Buharin 1938'de göstermelik bir duruşmada idam edildiğinde Mandelstam'ın elini tutacak kimse kalmamıştı; Tolstoy'a özür olarak gönderdiği yarım ağızlı Stalin şiiri onun kaderini değiştirmez: 1938 Noeli civarında Sibirya'daki bir geçiş kampında ölmesi.

Stalin'in Boris Pasternak'a yaptığı uğursuz çağrının içeriği hâlâ bir sır; Gerçek şu ki Pasternak, Viktor Schklowski ile birlikte Ossip ve Nadezhda'yı sonuna kadar destekleyen birkaç kişiden biriydi. Mandelstam'ın Nadezhda tarafından kurtarılan son şiirleri, Bruce Chatwin'in övdüğü “Ermenistan Yolculuğu”ndaki kaprisler kadar bir mucizedir. 1930'dan itibaren.
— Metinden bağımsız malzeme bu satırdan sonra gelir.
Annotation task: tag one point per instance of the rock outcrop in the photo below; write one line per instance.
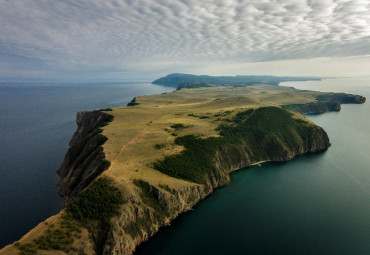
(85, 158)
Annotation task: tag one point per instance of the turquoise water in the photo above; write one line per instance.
(314, 204)
(36, 123)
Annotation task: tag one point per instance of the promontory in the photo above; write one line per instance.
(131, 170)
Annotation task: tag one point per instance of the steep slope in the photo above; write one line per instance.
(166, 153)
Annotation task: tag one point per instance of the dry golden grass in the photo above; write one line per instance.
(136, 130)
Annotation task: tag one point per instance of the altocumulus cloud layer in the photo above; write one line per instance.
(113, 37)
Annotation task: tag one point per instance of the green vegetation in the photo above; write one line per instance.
(263, 133)
(100, 201)
(150, 198)
(165, 187)
(59, 237)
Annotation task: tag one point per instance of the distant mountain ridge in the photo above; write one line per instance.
(178, 79)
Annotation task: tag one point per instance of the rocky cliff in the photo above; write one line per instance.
(142, 216)
(149, 206)
(85, 158)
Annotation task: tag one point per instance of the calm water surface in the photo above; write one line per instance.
(36, 124)
(315, 204)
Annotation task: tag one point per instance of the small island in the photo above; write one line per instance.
(131, 170)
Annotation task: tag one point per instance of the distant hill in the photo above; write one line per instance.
(178, 79)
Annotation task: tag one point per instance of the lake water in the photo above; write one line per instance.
(314, 204)
(36, 123)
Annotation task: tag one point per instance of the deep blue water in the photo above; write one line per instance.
(314, 204)
(36, 123)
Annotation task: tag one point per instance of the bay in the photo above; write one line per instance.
(36, 123)
(314, 204)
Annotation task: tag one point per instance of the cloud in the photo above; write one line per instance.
(119, 35)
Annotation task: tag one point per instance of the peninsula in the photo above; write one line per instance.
(131, 170)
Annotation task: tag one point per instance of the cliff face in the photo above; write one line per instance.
(85, 158)
(158, 205)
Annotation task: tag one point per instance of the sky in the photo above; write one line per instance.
(123, 40)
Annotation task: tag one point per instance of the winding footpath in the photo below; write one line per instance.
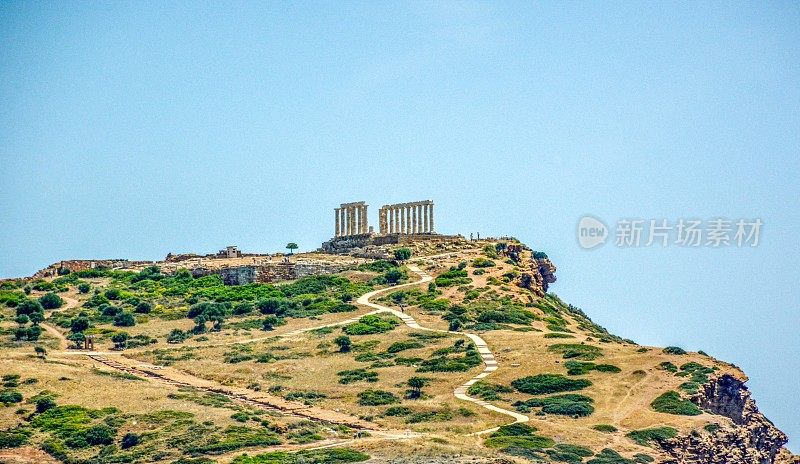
(460, 392)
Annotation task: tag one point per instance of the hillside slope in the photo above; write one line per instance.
(459, 355)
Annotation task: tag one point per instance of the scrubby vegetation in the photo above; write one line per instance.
(577, 351)
(672, 403)
(548, 383)
(372, 324)
(376, 398)
(581, 368)
(488, 391)
(573, 405)
(327, 456)
(646, 437)
(518, 436)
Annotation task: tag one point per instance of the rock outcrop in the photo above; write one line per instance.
(749, 438)
(543, 273)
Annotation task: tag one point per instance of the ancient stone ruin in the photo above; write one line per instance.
(397, 224)
(406, 218)
(351, 219)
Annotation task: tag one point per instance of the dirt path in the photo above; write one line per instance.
(268, 402)
(63, 343)
(489, 361)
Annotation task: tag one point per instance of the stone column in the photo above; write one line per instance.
(364, 219)
(414, 219)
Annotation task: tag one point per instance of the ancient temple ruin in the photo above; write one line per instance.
(406, 218)
(397, 223)
(351, 219)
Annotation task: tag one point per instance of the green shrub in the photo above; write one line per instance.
(129, 440)
(143, 307)
(558, 335)
(29, 307)
(609, 456)
(520, 436)
(488, 391)
(402, 254)
(581, 368)
(394, 411)
(13, 438)
(452, 277)
(51, 301)
(371, 324)
(44, 403)
(99, 435)
(606, 428)
(357, 375)
(674, 350)
(376, 398)
(322, 456)
(377, 266)
(344, 343)
(483, 262)
(10, 396)
(441, 415)
(672, 403)
(548, 383)
(508, 315)
(668, 366)
(178, 336)
(569, 453)
(470, 359)
(404, 345)
(577, 351)
(564, 405)
(124, 319)
(647, 436)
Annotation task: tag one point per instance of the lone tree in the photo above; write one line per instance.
(402, 254)
(400, 299)
(120, 340)
(270, 322)
(51, 301)
(393, 276)
(343, 342)
(415, 385)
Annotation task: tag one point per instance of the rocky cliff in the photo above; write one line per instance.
(748, 438)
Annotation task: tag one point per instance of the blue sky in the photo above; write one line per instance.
(133, 129)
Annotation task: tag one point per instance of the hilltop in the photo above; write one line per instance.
(446, 350)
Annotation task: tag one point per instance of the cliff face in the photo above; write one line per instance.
(751, 439)
(543, 273)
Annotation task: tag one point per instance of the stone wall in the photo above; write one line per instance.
(272, 272)
(83, 264)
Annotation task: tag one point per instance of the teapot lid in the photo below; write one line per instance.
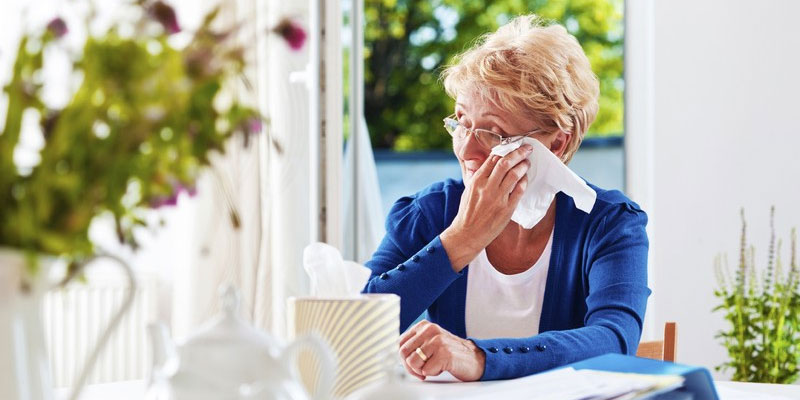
(228, 338)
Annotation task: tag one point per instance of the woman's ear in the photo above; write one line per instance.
(559, 144)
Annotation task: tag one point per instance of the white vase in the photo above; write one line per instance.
(24, 366)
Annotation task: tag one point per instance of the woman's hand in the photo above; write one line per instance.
(486, 206)
(442, 351)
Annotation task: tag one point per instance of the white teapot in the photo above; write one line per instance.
(229, 359)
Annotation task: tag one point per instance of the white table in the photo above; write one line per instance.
(135, 390)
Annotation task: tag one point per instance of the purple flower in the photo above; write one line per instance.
(292, 33)
(165, 15)
(254, 125)
(57, 27)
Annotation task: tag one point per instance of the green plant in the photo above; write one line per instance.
(142, 123)
(763, 339)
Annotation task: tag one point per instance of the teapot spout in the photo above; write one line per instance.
(164, 352)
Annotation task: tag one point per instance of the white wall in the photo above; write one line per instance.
(726, 88)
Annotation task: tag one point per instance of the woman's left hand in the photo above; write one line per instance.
(442, 351)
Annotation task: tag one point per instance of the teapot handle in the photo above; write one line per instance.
(326, 357)
(112, 324)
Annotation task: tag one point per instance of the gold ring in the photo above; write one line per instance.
(421, 354)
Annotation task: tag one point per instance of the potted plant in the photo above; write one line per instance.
(763, 313)
(141, 123)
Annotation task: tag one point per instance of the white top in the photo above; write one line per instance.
(505, 306)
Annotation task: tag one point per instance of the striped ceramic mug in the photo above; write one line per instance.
(363, 331)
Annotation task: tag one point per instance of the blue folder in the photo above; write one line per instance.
(697, 380)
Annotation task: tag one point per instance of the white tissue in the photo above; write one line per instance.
(330, 275)
(547, 176)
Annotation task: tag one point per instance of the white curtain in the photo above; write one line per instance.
(267, 181)
(363, 213)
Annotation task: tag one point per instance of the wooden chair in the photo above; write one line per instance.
(661, 349)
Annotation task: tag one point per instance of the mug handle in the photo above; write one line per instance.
(112, 324)
(325, 356)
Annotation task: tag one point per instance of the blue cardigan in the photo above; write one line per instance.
(596, 289)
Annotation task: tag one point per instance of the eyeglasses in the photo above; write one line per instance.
(487, 139)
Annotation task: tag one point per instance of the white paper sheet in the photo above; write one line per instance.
(561, 384)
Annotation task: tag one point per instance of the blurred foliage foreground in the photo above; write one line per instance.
(141, 124)
(408, 41)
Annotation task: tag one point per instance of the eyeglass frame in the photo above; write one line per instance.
(503, 139)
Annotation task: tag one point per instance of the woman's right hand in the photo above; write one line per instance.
(488, 201)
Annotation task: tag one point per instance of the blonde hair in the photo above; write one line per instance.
(534, 68)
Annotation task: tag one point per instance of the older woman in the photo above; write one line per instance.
(503, 301)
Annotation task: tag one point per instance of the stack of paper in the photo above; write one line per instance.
(561, 384)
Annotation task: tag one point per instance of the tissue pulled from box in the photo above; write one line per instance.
(330, 275)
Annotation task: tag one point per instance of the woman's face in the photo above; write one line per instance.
(474, 111)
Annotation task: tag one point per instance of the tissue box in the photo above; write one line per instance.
(362, 331)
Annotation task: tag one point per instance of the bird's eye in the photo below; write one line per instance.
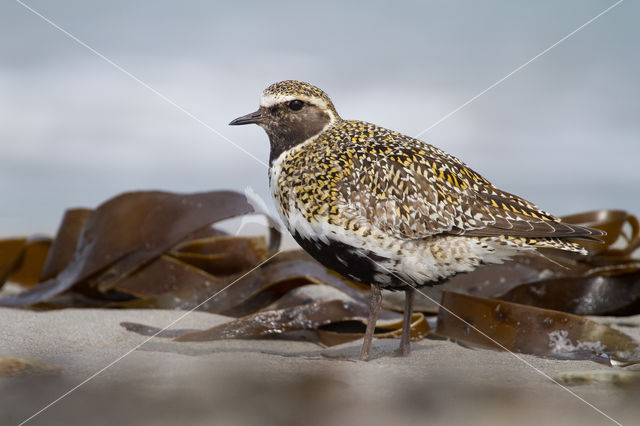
(296, 105)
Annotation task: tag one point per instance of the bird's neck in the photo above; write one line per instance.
(284, 137)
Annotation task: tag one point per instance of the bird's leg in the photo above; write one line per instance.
(374, 308)
(405, 339)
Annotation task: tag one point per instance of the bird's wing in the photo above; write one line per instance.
(413, 190)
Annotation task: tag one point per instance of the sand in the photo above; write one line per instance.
(281, 382)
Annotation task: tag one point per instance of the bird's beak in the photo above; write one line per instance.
(252, 118)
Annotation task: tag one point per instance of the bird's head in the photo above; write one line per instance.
(291, 112)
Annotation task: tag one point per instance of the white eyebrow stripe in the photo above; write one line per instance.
(270, 99)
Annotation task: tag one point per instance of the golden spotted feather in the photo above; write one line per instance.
(360, 176)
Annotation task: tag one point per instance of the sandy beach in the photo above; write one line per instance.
(280, 382)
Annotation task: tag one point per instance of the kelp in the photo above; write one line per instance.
(526, 329)
(125, 233)
(164, 250)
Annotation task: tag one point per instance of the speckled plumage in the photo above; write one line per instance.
(386, 209)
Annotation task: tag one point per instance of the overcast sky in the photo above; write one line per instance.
(563, 132)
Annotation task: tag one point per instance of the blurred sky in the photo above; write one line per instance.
(563, 132)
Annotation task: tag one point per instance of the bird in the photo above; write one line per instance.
(388, 210)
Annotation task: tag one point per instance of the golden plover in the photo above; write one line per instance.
(385, 209)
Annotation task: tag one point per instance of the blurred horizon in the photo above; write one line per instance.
(562, 132)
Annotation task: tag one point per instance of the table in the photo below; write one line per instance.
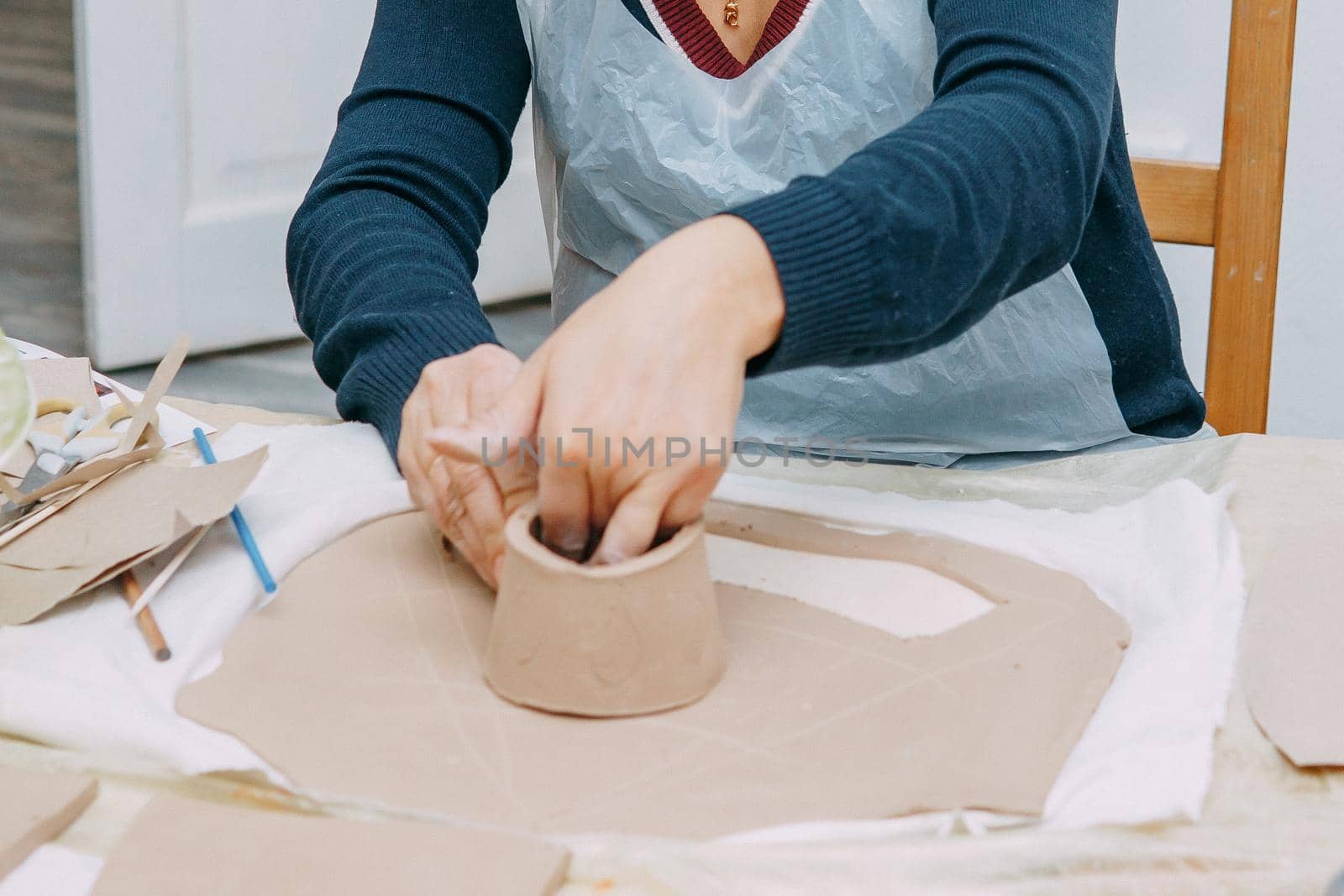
(1268, 826)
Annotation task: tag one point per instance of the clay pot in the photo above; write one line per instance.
(618, 640)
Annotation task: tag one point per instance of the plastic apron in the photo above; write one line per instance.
(633, 143)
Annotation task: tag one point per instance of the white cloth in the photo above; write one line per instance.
(1168, 562)
(53, 871)
(81, 678)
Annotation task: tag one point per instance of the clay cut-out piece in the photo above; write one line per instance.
(622, 640)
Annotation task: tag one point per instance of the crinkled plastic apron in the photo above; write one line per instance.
(633, 143)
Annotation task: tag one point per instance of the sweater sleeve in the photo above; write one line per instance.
(382, 251)
(985, 192)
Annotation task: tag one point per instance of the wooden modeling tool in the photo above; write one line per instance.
(145, 620)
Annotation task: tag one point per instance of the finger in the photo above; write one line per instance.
(476, 492)
(562, 490)
(452, 519)
(633, 526)
(689, 501)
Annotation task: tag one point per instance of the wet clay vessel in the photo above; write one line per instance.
(622, 640)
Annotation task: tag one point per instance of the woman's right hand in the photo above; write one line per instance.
(470, 501)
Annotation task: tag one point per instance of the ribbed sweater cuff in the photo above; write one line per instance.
(827, 265)
(381, 380)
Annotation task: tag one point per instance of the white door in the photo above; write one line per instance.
(201, 127)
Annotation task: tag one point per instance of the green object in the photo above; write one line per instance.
(17, 406)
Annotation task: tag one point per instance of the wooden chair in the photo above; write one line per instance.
(1236, 207)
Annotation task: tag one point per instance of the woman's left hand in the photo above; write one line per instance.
(635, 398)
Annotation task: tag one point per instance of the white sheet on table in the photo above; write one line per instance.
(1168, 562)
(53, 871)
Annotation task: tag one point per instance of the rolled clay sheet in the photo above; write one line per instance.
(622, 640)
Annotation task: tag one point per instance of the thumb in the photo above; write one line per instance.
(496, 434)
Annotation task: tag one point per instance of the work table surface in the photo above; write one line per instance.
(1268, 826)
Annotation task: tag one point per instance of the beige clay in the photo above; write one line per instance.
(618, 640)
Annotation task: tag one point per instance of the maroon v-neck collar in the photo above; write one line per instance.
(706, 49)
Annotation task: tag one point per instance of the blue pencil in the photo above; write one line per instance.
(239, 523)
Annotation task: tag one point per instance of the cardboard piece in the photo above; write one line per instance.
(1294, 656)
(54, 378)
(35, 808)
(181, 846)
(132, 516)
(617, 640)
(363, 680)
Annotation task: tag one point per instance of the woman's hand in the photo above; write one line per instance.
(632, 402)
(468, 501)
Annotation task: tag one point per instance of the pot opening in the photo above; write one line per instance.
(595, 539)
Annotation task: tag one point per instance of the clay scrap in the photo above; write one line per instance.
(1294, 654)
(35, 808)
(365, 681)
(179, 846)
(128, 519)
(618, 640)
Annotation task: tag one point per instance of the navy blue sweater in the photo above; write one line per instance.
(1018, 168)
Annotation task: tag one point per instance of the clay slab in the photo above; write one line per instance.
(1294, 654)
(35, 808)
(179, 846)
(365, 681)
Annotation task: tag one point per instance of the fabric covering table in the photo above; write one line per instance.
(1267, 828)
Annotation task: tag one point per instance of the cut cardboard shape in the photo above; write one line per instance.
(617, 640)
(132, 516)
(35, 808)
(179, 846)
(1294, 658)
(363, 681)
NKVD sorgulaması sırasında merceğe dik bakıyor – bugün karşılaştırma için Alexei Navalny'nin son fotoğraflarına sahibiz.

Bütün yazarların hayatlarının kağıttan ibaret olduğu söylenir. Bu seride bunun tersini kanıtlıyoruz.

Keşfetmek kitap olarak en iyi aksiyon sahnelerimiz – tüm edebiyat severler için ideal bir hediye!